Suchen Sie gemeinsam die Lernstrategie aus, die zu Ihrem Kind passt. Behutsam angeleitet kann es seine eigene Lernsituation durch bestimmte Methoden verbessern und Selbstvertrauen in seine Stärken entwickeln.

  • Üben in überschaubaren Stoff- und Zeiteinheiten: Überforderung frustriert und schadet langfristig der Lernmotivation.
  • Verwenden Sie Farben: zum Hervorheben, Strukturieren und Kennzeichnen (zum Beispiel Textmarker, Buntstifte).
  • Nutzen Sie Lautgebärden beim Einüben von Buchstaben und beim Buchstabieren von Wörtern.
  • Karteikästen anlegen: etwa für schwierige Wörter.
  • Beim Lernen die Sinne und Hilfsmittel nutzen: Sehen, Hören, Sprechen, Schreiben. Zum Beispiel lautes Mitsprechen von Geschriebenem, Visualisierung von Zahlen durch Mengen-Bilder, Mitschreiben von Gehörtem, Nachsprechen von Gehörtem.
  • Beim Üben von Diktaten nur mit einzelnen Wörtern oder kurzen Sätzen beziehungsweise Texten arbeiten: keine Überforderung mit langen Texten.

Lesen

  • Lassen Sie Ihr Kind zuerst Wort für Wort, später Satz für Satz laut lesen.
  • Stets neue Texte verwenden, gerade jüngere Kinder lernen schnell auswendig. Überlassen Sie Ihrem Kind die Auswahl des Lesestoffs (bis hin zum Comic), denn hier geht es auch um Motivationsaufbau.
  • Texte mit großen Buchstaben und breiten Abständen zwischen den Wörtern und einzelnen Buchstaben können das Lesen erleichtern. E-Book-Reader können hilfreich sein, da sich hier oft die Textpräsentation einstellen lässt.
  • Das Textverständnis überprüfen, Fragen zum Inhalt stellen.
  • Lesen Sie gemeinsam mit Ihrem Kind und dabei laut vor.
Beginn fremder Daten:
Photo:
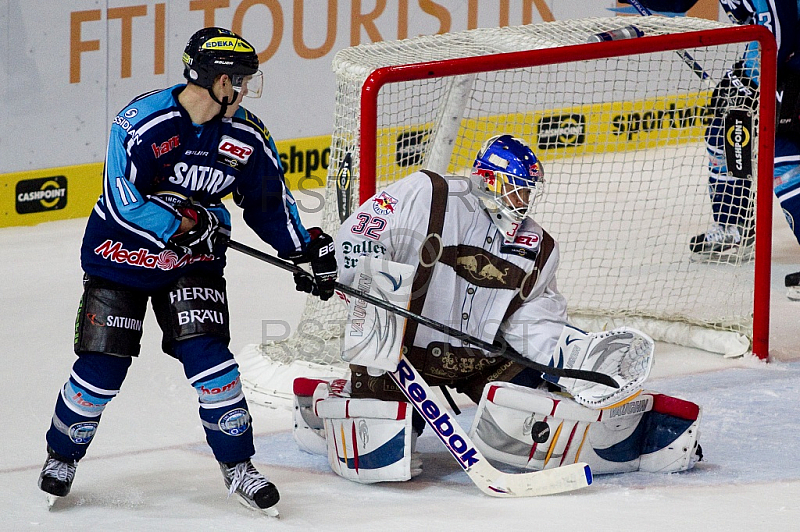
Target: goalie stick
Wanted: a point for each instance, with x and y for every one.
(485, 476)
(499, 350)
(687, 58)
Legasthenie und Fremdsprachen

Fremdsprachen stellen Legastheniker vor neue Probleme. Machen Sie sich die Neugier und die Motivation Ihres Kindes zunutze. Englischsprachige Bücher im jeweiligen Wortschatz-Niveau, gute Lernsoftware oder ein Sprachaustausch können den Lerneifer unterstützen.

  • Goldene Regel auch hier: lesen können (und damit Wissensaufnahme) kommt vor Rechtschreibung.
  • Die Bedeutung, die Aussprache und die Rechtschreibung einer neu zu erlernenden Vokabel gleichzeitig verinnerlichen.
  • Strukturiertes Arbeiten, spielerisches Lernen, Einsatz der Lautgebärdensprache und das Lesen von unbekannten Texten sind wichtige Eckpunkte für das Sprachtraining.
  • Lassen Sie Ihr Kind häufig deutlich und langsam sprechen und die Vokabeln buchstabieren und sprechen, wie sie geschrieben werden. Verwenden Sie keine Abkürzungen (nicht I'm, sondern I am).
  • Täglich zehn Vokabeln üben und freie Sätze bilden. Legen Sie gemeinsam eine Struktur für die Arbeit mit dem Englisch-Buch fest (zum Beispiel erst die Grammatik-Seite, dann die Übungen).